We don't actually store the outcome of preference filtering at the time we sent the mail right now (we will after T5791) so I can only report an "Unfiltered" column, which is the maximum number of messages we may have sent (I could do a little better than this now, but it's probably better to hold it until T5791 for a more complete picture). Users with any settings which disable mail will have received less mail than the "unfiltered" number.

(This command may take a while to run since I was extremely lazy about loading the data.)

Here are selected numbers for this install, if the context is helpful:

ubuntu@secure001:/core/lib/phabricator$ ./bin/mail volume
+=======================+============+
| User                  | Unfiltered |
+=======================+============+
| epriestley            | 7380       |
| chad                  | 7127       |
| joshuaspence          | 2366       |
| eadler                | 1737       |
| hach-que              | 1100       |
...
| cburroughs            | 469        |
...
| sshannin              | 148        |
...
  • As an admin being able to see people's email settings would be nice, but probably has thorny security issues and I think I can just go figure this out from the DB anyway without too much trouble anyway.
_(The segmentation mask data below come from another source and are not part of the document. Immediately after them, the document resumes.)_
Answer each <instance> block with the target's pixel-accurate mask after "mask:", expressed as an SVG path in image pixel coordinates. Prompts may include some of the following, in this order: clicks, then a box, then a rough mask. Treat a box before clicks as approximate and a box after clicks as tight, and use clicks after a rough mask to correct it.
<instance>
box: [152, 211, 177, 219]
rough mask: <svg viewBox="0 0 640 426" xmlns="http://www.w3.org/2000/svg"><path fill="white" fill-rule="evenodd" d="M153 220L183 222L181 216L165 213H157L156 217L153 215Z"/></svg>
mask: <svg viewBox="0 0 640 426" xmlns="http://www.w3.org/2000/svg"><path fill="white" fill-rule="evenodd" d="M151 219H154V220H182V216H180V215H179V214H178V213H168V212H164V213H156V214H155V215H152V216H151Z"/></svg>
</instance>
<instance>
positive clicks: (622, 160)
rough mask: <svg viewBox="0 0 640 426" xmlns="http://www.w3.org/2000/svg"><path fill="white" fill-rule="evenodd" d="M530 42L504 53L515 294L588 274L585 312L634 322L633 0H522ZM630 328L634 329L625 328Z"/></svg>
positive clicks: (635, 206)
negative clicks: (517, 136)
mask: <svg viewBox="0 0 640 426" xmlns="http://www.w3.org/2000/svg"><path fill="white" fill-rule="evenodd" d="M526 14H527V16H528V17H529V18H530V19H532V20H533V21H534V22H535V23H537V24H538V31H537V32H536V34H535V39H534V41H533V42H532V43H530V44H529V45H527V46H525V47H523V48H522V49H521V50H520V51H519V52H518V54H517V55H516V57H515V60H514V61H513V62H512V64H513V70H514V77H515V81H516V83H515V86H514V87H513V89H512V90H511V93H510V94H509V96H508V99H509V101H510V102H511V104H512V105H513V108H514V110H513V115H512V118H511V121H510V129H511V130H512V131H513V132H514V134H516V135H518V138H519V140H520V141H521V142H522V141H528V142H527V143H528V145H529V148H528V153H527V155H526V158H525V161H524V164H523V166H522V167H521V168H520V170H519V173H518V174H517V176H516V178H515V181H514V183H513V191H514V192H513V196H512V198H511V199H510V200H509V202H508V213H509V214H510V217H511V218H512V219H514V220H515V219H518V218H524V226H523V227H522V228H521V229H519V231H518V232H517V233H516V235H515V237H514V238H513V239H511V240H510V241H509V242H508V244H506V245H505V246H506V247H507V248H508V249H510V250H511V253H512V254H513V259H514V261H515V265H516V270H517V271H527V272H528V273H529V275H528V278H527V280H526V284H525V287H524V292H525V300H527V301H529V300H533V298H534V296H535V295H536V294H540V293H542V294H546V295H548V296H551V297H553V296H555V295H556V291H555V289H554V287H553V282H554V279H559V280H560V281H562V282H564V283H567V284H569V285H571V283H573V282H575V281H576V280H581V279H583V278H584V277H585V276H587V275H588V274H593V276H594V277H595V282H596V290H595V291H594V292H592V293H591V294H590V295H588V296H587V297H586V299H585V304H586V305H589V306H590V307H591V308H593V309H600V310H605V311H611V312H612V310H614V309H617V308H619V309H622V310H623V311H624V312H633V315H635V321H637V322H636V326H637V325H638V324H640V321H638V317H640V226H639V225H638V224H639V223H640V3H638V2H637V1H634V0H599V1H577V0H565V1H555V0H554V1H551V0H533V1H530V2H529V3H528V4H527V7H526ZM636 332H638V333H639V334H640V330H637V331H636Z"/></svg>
Oh, json. I think this is a not misleading example in-case others are speliunking

SELECT user_preferences.userPHID,user.userName FROM user_preferences JOIN user ON user_preferences.userPHID = user.phid WHERE REPLACE(REPLACE(SUBSTRING_INDEX(SUBSTRING_INDEX(preferences, "maniphest-comment", -1), "," ,1), "\"", ""), ":", "") = 0 ORDER BY user.userName;

D13878 makes bin/mail volume look like this instead:

+==============+============+===========+
| User         | Unfiltered | Delivered |
+==============+============+===========+
| admin        | 145        | 4         |
| example-list | 8          | 1         |
| dog          | 31         | 0         |
| epriestley   | 24         | 0         |
| ducksey      | 18         | 0         |
| saurus       | 8          | 0         |
| squeakybirdo | 3          | 0         |
| nnn          | 3          | 0         |
| facebooker   | 2          | 0         |
+==============+============+===========+

The "Delivered" column is the actual amount of mail we sent the user. However, mail generated before D13878 won't report properly (we didn't record the information), so to get the real number you need to:

  • Wait for D13878 to land.
  • Update to it.
  • Wait 30 days.
  • Then run bin/mail volume.
epriestley renamed this task from Support message batching in the notification pipeline to Support bulk transmission of notification frames in internal Aphlict protocol.Mar 18 2016, 3:27 PM

This task has nothing to do with any user-visible behavior and is purely a performance/network optimization, despite all the discussion about batching emails here. :)

Sorry, I picked a really bad name for it originally.